Figure 2. Alanine active site with intrinsic design defect that mis-binds serine

a-c, Interactions with l-alanine, l-serine and glycine as shown in their ligand-bound structures. Two extra interactions are formed between AlaRS and the γ-OH of serine: Asp235(COO⁻) -- Ser(OH) and Gly237(N) -- Ser (OH). A contact between Gly237(C_α) -- Ser(OH) is also shown (3.3 Å). Asp235 also forms a common hydrogen bond with α-amino group of all three amino acids. d, Diagram of the interactions between the amino acid moiety of Ser-SA and the synthetase. The aromatic ring of Trp170 stacks with the backbone of amino acid substrates.

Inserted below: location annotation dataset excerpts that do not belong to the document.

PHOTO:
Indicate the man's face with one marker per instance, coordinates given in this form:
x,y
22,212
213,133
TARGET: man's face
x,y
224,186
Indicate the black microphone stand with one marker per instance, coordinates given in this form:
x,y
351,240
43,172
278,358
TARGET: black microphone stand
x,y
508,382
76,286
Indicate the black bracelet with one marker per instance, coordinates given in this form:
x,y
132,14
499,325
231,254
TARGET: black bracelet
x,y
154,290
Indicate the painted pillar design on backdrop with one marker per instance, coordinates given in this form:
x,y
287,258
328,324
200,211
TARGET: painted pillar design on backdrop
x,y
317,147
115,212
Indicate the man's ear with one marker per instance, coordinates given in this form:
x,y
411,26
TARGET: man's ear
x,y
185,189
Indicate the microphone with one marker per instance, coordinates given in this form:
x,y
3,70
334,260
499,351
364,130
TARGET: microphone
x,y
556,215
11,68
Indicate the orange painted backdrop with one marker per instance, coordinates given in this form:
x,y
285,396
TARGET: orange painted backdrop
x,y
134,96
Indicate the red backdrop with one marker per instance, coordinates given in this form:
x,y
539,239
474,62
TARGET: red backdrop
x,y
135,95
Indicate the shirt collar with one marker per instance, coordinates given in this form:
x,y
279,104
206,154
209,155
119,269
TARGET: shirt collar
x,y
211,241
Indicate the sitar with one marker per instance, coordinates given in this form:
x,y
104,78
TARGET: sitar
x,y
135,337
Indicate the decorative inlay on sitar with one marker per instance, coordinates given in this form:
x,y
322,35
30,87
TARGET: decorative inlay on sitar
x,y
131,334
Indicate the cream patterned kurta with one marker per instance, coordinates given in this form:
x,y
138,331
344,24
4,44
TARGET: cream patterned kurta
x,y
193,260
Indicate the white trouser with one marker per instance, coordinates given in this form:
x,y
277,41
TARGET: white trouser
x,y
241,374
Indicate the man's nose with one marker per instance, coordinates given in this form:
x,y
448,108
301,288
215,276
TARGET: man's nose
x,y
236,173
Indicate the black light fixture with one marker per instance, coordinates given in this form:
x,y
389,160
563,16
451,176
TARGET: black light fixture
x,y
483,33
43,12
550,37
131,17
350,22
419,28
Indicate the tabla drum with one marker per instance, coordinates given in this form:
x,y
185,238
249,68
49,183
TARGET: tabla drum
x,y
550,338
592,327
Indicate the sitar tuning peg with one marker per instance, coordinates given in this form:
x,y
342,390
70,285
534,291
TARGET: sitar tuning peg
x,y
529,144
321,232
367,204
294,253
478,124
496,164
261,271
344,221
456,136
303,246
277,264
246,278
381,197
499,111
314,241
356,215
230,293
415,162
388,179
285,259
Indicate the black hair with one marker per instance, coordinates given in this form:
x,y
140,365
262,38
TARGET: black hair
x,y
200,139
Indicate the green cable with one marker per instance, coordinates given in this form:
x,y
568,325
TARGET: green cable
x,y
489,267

Figure 3. Mutant enzyme with a smaller pocket retains serine binding affinity

a-c, Kinetic parameters for amino acid activation of G237A and WT AlaRS₄₄₁. k_cat/K_M ratios of noncognate serine and glycine were calculated against cognate alanine for each protein, separately. Error bars are s.d., n ≥ 3. d-f, G237A AlaRS_441-LZ structures in complex with three different ligands are compared with the corresponding WT AlaRS_441-LZ complex structures (white). For clarity, only the active site cavities of WT AlaRS_441-LZ structures are shown here.

Figure 4. Critical role of Asp235 shows dilemma for AlaRSs

a, Kinetic parameters for amino acid activation of D235A and D235N. b, Various designs of acidic residues that recognize α-amino group of amino acids in Class II AARSs, which structures are aligned by their amino acid substrates (orange, with α-amino groups in blue). The central β-sheets are shown (AlaRS in green, others in white). The acidic residues are shown with carboxyl groups in red. c, Ser-SA ligands in the active site of E. coli (E.c.) AlaRS and Pyrococcus horikoshii (P.h.) SerRS. Both acidic residues form bifurcated interactions with the α-amino group and γ-OH of serine.